International Firefighters' Day (IFFD)
International Firefighters’ Day (IFFD) is observed on May 4. It was instituted after a proposal was emailed out across the world on January 4, 1999 due to the deaths of five firefighters in tragic circumstances in a bushfire in Australia. On December 2, 1998, a tragic event shook the Linton Community, Australia and the world. Firefighters in Linton, Australia, a populated region in Victoria, were fighting a large bush fire and called for mutual aid. This urgent mutual aid call brought the Geelong West Fire Brigade to the scene, not knowing the despair and tragedy that was in store. Garry Vredeveldt, Chris Evans, Stuart Davidson, Jason Thomas, and Matthew Armstrong all loaded into company’s truck. They were part of a strike team and were being sent to help extinguish the flames. As the five headed into the hot zone, the wind suddenly switched direction, engulfing the truck in flames and killing all five members. This unfortunate incident is what inspired JJ Edmondson to bring about an international holiday, called International Firefighters’ Day, to support the lives lost and dedicated fire fighters who risk their lives every day to save life and property.
Saint Florian, the patron saint of firefighters, is also another symbolic element to International Firefighters’ Day. St. Florian was a patron from Noricum, Rome in 300 AD, who was said to be one of the first commanding fire fighters of an actual battalion. As legend states, St. Florian saved an entire village engulfed in flames using just a single bucket of water. Legend also states, because of this act St. Florian is known as the protector of those who have come in danger of fire. The duties St. Florian performed for his province are the same duties that fire fighters around the world perform every day—with the same dedication and braveries. On May 4, St. Florian is globally recognized and honored and is also known as the day of St. Florian. Therefore, International Firefighters’ Day was chosen to be honored on May 4 in honor of the saint.

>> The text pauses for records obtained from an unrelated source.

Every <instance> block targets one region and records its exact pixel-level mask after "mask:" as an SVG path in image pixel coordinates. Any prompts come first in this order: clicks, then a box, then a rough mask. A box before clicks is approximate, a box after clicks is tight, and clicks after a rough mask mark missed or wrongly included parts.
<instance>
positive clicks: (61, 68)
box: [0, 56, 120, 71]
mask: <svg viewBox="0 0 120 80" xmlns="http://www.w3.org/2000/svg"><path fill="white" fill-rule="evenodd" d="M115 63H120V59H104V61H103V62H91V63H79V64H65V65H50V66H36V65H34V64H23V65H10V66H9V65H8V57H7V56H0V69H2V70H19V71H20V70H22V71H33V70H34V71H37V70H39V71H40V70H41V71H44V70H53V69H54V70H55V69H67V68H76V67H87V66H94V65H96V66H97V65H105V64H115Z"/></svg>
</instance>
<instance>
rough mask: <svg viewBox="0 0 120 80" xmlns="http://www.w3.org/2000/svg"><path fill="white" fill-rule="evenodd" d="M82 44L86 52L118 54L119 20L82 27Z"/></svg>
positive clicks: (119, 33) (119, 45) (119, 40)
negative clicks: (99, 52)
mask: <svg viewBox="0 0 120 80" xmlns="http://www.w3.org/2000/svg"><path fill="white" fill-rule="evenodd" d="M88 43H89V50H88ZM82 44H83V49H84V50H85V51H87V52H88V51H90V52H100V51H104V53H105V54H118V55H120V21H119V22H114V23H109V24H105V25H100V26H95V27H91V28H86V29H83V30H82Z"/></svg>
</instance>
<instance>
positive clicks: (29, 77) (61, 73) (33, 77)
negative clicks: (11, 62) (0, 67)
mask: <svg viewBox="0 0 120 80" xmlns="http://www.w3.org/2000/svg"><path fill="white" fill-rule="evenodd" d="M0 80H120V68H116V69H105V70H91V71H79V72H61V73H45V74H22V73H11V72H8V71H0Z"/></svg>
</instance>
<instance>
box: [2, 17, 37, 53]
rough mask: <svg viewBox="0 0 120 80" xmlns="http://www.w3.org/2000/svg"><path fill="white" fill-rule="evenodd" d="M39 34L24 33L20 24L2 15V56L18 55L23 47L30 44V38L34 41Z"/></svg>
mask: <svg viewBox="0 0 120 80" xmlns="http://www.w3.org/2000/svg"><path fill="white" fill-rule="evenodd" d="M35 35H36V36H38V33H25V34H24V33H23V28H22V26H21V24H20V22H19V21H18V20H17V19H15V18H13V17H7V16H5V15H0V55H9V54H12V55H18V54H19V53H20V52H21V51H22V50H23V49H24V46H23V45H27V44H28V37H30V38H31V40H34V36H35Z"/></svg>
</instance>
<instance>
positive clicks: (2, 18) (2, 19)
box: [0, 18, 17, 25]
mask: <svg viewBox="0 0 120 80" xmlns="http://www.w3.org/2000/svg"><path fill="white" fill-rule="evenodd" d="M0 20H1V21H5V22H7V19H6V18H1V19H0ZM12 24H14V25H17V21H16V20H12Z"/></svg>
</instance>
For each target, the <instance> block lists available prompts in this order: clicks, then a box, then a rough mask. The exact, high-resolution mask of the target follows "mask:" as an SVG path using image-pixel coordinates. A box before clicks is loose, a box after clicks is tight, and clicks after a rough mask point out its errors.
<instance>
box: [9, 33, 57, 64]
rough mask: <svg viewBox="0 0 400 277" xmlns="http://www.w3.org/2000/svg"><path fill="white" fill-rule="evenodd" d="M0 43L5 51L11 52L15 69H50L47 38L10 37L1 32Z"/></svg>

One of the most significant symbols of International Firefighters’ Day is the red and blue ribbon. This ribbon is cut precisely five centimeters long and one centimeter wide, with the two separate colors conjoined at the top. JJ Edmondson chose red and blue because the red stood for the element of fire whereas the blue would represent the element of water . Coincidentally, red and blue are also the colors recognized world-wide to signify emergency services; therefore, red and blue being the best choice of color to recognize an international holiday. The ribbon is traditionally worn on the lapel-otherwise known as the fold of fabric on a shirt- but is not limited to that certain spot. Some people may also put it on their cars visors, hats, hang them in windows or off of car mirrors, or even hang them from trees in their front lawn. The places this ribbon can be placed are plentiful- just be creative! The red and blue ribbon is a simple but yet effective way to show support for International Firefighters’ Day.